NGC397 – Cluster of Black Holes Instead Of One?

by Drishti Ranjan

NGC397 – Cluster of Black Holes Instead Of One?

March 8, 2021

Astronomers went looking for one medium-sized black hole in the centre of a globular cluster and instead found a whole cluster of black holes, smaller in size. What does this mean? How will it change the way we look at Black Holes? Read more to find out!

 History is a testament to the fact that most life-altering discoveries were made by accident.  In yet another accidental discovery, scientists have stumbled upon a cluster of black holes, instead of one singular intermediary blackhole in the heart of the dense globular cluster NGC397.

NGC397, a cluster of Black Holes

NGC 397, a newly found cluster of Black hole.

As per NASA released statement, globular clusters are dense stellar systems that hold stars which are closely packed together. While most of the globular clusters are considered old from an astronomical point of view, but the NGC 6397 is different. Scientists have reasons to believe that it may be as old as the universe itself.

NGC397, also known as the ‘core collapsed cluster, has a very dense nucleus and is placed in the Ara cluster. It is situated 78,000 light-years away from Earth, which makes it the closest globular cluster to Earth. The cluster consists of approximately 4,00,000 stars and can be visible to the naked eye if observing under good conditions. 

Black Holes - The phenomenon

A Blackhole is an astronomical object with an extremely strong gravitational pull. The gravitational pull is so strong that not even light can escape it. Owing to this reason, radiation, matter, or any other substance may fall into it but cannot get out of it.

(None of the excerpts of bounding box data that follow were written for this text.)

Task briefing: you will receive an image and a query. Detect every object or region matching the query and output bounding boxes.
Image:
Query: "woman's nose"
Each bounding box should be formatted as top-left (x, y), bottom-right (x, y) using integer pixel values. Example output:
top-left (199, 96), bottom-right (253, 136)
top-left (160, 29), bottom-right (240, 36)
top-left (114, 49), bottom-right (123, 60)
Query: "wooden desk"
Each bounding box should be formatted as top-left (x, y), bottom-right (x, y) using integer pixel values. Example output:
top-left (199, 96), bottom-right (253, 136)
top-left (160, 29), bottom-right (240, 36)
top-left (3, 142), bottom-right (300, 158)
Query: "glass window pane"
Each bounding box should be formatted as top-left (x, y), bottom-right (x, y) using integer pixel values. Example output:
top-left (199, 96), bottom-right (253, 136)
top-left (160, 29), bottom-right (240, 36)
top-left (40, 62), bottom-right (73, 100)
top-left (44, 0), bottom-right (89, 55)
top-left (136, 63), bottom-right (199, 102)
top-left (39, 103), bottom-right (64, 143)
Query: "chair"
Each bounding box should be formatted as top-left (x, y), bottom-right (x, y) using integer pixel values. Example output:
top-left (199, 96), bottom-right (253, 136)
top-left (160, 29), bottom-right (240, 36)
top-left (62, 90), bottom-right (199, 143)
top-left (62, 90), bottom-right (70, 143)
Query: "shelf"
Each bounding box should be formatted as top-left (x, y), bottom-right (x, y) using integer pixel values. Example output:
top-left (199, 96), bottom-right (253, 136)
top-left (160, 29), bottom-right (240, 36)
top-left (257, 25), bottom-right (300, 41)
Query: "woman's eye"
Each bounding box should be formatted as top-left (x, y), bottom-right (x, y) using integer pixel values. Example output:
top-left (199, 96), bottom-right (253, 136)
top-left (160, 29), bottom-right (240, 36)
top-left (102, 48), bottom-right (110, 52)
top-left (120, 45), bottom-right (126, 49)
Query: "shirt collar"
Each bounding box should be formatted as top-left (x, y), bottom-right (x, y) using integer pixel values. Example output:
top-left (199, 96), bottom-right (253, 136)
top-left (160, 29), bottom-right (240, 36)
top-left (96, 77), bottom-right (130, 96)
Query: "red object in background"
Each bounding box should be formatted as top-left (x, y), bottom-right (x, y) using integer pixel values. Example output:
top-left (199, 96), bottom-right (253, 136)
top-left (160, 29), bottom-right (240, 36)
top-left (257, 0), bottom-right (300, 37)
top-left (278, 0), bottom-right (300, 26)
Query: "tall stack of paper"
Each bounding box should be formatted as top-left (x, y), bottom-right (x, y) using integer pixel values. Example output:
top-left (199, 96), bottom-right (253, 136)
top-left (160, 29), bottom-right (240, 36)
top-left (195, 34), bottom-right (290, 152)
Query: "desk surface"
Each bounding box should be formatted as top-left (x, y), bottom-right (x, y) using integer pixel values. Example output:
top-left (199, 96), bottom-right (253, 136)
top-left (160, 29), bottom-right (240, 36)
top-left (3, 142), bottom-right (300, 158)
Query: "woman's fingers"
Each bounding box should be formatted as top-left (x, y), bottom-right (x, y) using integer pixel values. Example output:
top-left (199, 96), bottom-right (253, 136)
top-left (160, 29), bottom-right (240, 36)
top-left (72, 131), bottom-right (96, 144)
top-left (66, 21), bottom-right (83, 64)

All Black Holes can exist at any mass. There is no precise definition of how big or small a black hole can be. Their masses are measured in terms of the mass of the sun (solar mass).

Black hole is an astronomical object with heavy gravitational pull.

However, on a comparative scale, black holes are mostly either stellar or supermassive. The stellar black holes are formed when a massive star undergoes an explosive death and leaves behind the small, heavy core of a star, which will collapse to form a black hole. This happens only in case it is massive enough and has only a few-times the mass of the sun. On the contrary, supermassive black holes exist in the centre of most galaxies and have masses ranging up to billions of solar masses!

However, there is a huge gap of almost 100- 100,000 solar masses between both types of black holes. This is where scientists believe intermediate-mass black holes exist. Intermediate mass black holes are believed to have been formed by a single black hole devouring multitude of material or by separate black holes merging together.

Intermediate-mass black holes (IMBH) are smaller than supermassive black holes that lie at the core of large galaxies. At the same time, they are larger than stellar-mass black holes formed by the collapse of massive stars. The IMBH constitute a ‘missing link’ in the evolution of Black Holes and have a lot of controversy around their mere existence, although a few candidates have been found.

NGC 6397 and the Cluster of Black Holes

This artist’s concept shows the concentration of black holes at the center of globular cluster NGC 6397. In reality, the black holes are far too small for direct observation by any existing telescopes. This globular cluster may contain more than 20 black holes.

The Hubble telescope at the Gaia observatory of the European Space Agency detected imprints of an intermediate-mass Black Hole in NGC 6397.

Since the black holes are not easy to observe or analyse, the scientists measured velocities to study the distribution of mass in the cluster. The locations on the black holes where stars move faster is exactly where more mass is concentrated. On looking closely, the distribution of these stars were not confined to one-point or a central location. Instead, it appeared the mass was more randomly distributed, unlike an intermediate black hole.

Research by Eduardo Vitral and Gary A. Mamon of the Institut d’Astrophysique de Paris(IAP) shows that a concentration in the orbit of stars was close to random throughout the globular cluster, instead of being systematically circular or elongated.
Upon the discovery, Vitral said, “We found very strong evidence for invisible mass in the dense central regions of the cluster, but we were surprised to find that this extra mass is not point-like but extended to a few per cent of the size of the cluster.

There is a possibility that it could only be made up of the remnants of massive stars like white dwarfs, neutron stars and black holes. Their inner regions must have collapsed under their own gravity once their nuclear fuel was consumed. They added that, “The stars then progressively sank to the cluster’s centre after gravitational interactions with nearby less massive stars.” The whole process must have led to the invisible concentration of the mass.

Scientists further conclude that rather than white dwarfs or neutron stars that are too faint to observe, the bulk of the unseen concentration is made of stellar-mass black holes. This has also been proven by the theory of stellar evolution. This further points to the issue that there may be a lot of other IMBHs which remain unknown, solely because they are invisible to us.

These mergers of tightly packed Cluster of Black Holes appear to exist in the form of globular clusters. Researchers note that this discovery raises the possibility that mergers of these tightly packed holes may be an important source of gravitational waves.